Explaining Classifications to Non Experts: An XAI User Study of Post Hoc Explanations for a Classifier When People Lack Expertise
This addresses the problem of designing effective XAI systems for non-experts in high-stakes decision-making, though it is incremental by focusing on a specific user study.
The study investigated how domain expertise affects users' understanding of post-hoc explanations for a deep-learning classifier, finding that familiarity with the image domain (MNIST vs. Kannada MNIST) significantly changes response times, perceptions of correctness, and helpfulness among 96 participants.

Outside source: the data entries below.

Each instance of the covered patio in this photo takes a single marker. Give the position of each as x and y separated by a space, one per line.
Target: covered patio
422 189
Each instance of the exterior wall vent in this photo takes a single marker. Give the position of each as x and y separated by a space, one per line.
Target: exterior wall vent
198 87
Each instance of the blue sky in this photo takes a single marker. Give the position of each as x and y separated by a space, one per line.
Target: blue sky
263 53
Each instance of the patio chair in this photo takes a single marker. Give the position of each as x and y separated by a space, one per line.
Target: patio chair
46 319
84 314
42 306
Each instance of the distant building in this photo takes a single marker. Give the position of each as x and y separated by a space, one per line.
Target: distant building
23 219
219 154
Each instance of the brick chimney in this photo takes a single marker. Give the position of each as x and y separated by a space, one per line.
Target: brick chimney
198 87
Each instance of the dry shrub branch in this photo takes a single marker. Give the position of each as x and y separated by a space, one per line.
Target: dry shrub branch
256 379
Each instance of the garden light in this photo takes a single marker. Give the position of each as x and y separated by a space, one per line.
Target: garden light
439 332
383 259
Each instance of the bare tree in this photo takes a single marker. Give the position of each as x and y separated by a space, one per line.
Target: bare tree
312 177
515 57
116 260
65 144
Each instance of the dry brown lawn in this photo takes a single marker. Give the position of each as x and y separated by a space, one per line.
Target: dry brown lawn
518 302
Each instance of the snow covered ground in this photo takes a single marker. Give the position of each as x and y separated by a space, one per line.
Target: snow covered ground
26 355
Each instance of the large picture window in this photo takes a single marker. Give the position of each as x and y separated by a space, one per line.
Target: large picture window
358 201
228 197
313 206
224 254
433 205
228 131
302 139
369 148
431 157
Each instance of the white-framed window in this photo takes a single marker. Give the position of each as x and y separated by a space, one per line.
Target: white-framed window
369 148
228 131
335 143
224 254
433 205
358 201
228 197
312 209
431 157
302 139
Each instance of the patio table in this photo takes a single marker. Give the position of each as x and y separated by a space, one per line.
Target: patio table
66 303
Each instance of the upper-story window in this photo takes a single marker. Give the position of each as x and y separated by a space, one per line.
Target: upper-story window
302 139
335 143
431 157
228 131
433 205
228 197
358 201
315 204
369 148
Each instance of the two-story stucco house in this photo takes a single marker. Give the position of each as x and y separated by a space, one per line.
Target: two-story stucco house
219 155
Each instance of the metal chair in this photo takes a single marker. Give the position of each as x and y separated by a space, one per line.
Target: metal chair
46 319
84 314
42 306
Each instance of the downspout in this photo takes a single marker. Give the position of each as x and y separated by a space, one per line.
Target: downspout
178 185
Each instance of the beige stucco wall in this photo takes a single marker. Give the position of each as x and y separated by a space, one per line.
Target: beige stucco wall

Very few eXplainable AI (XAI) studies consider how users understanding of explanations might change depending on whether they know more or less about the to be explained domain (i.e., whether they differ in their expertise). Yet, expertise is a critical facet of most high stakes, human decision making (e.g., understanding how a trainee doctor differs from an experienced consultant). Accordingly, this paper reports a novel, user study (N=96) on how peoples expertise in a domain affects their understanding of post-hoc explanations by example for a deep-learning, black box classifier. The results show that peoples understanding of explanations for correct and incorrect classifications changes dramatically, on several dimensions (e.g., response times, perceptions of correctness and helpfulness), when the image-based domain considered is familiar (i.e., MNIST) as opposed to unfamiliar (i.e., Kannada MNIST). The wider implications of these new findings for XAI strategies are discussed.